Comparing the performance of multi-view and single-view KMeans on our dataset with conditionally dependent views

As mentioned before co-Expectation Maximization framework (and co-training), relies on the fundamental assumption that data views are conditionally independent. Here, we will again compare the performance of single-view and multi-view kmeans clustering using the same methods as before, but on our conditionally dependent dataset.

As we see below, Multi-view KMeans does not beat the best Single-view clustering performance with respect to purity, since that the views are conditionally dependent.

[10]:
data, labels = get_cd_data()
m_clusters = perform_clustering(RANDOM_SEED, data, labels, 3)

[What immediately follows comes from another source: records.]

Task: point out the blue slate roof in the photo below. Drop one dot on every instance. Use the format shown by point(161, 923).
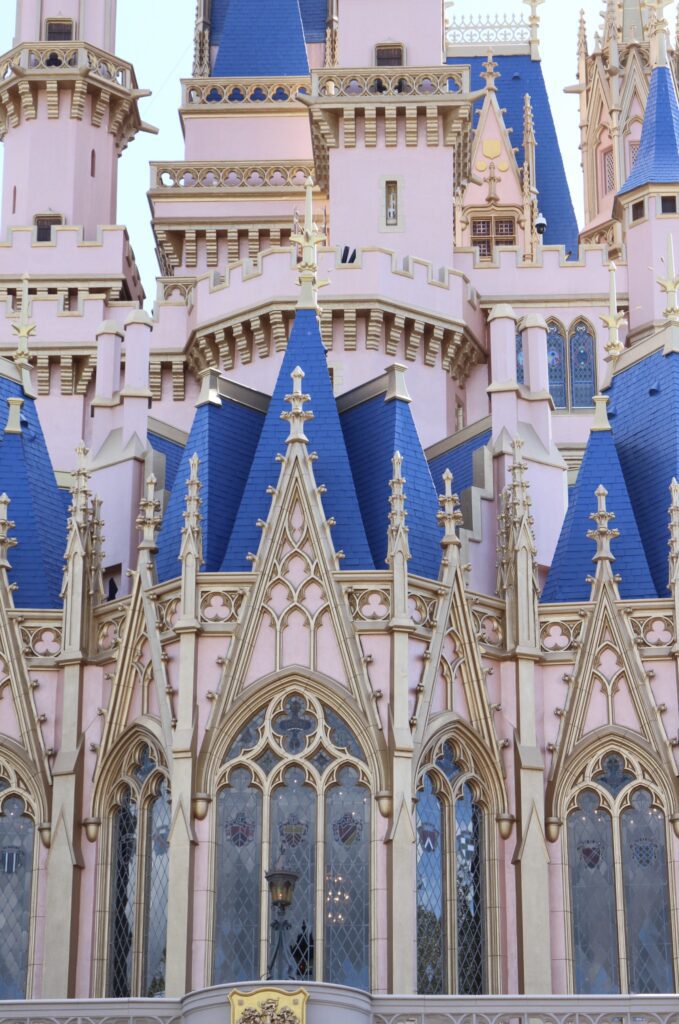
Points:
point(225, 438)
point(37, 507)
point(521, 75)
point(459, 459)
point(259, 38)
point(172, 452)
point(573, 560)
point(325, 432)
point(658, 160)
point(390, 428)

# Running TSNE to display clustering results via low dimensional embedding
tsne = TSNE()
new_data = list()
new_data.append(tsne.fit_transform(data[0]))
new_data.append(tsne.fit_transform(data[1]))
display_plots('True Labels', new_data, labels)
display_plots('Multi-view Clustering Results', new_data, m_clusters)
Single-view View 1 NMI Score: 0.342

Single-view View 2 NMI Score: 0.184

Single-view Concatenated NMI Score: 0.222

Multi-view NMI Score: 0.236

<Figure size 432x288 with 0 Axes>
../../../_images/tutorials_cluster_MVKMeans_MultiviewKmeansValidation_ComplexData_11_2.png
<Figure size 432x288 with 0 Axes>
../../../_images/tutorials_cluster_MVKMeans_MultiviewKmeansValidation_ComplexData_11_4.png

Evaluating the performance of Multi-view and Single-view KMeans clustering on other complex data

To see the relative performance of single-view and multi-view clustering on complex, real world data, please refer to the MultiviewKMeans_Tutorial notebook, which illustrates the application of both of these clustering methods to the UCI Digits Multiple Features Dataset. In this notebook, we can see that multi-view kmeans clustering produces clusters with higher purity than the single-view analogs when given informative views of data, even if conditional independence is not strictly enforced.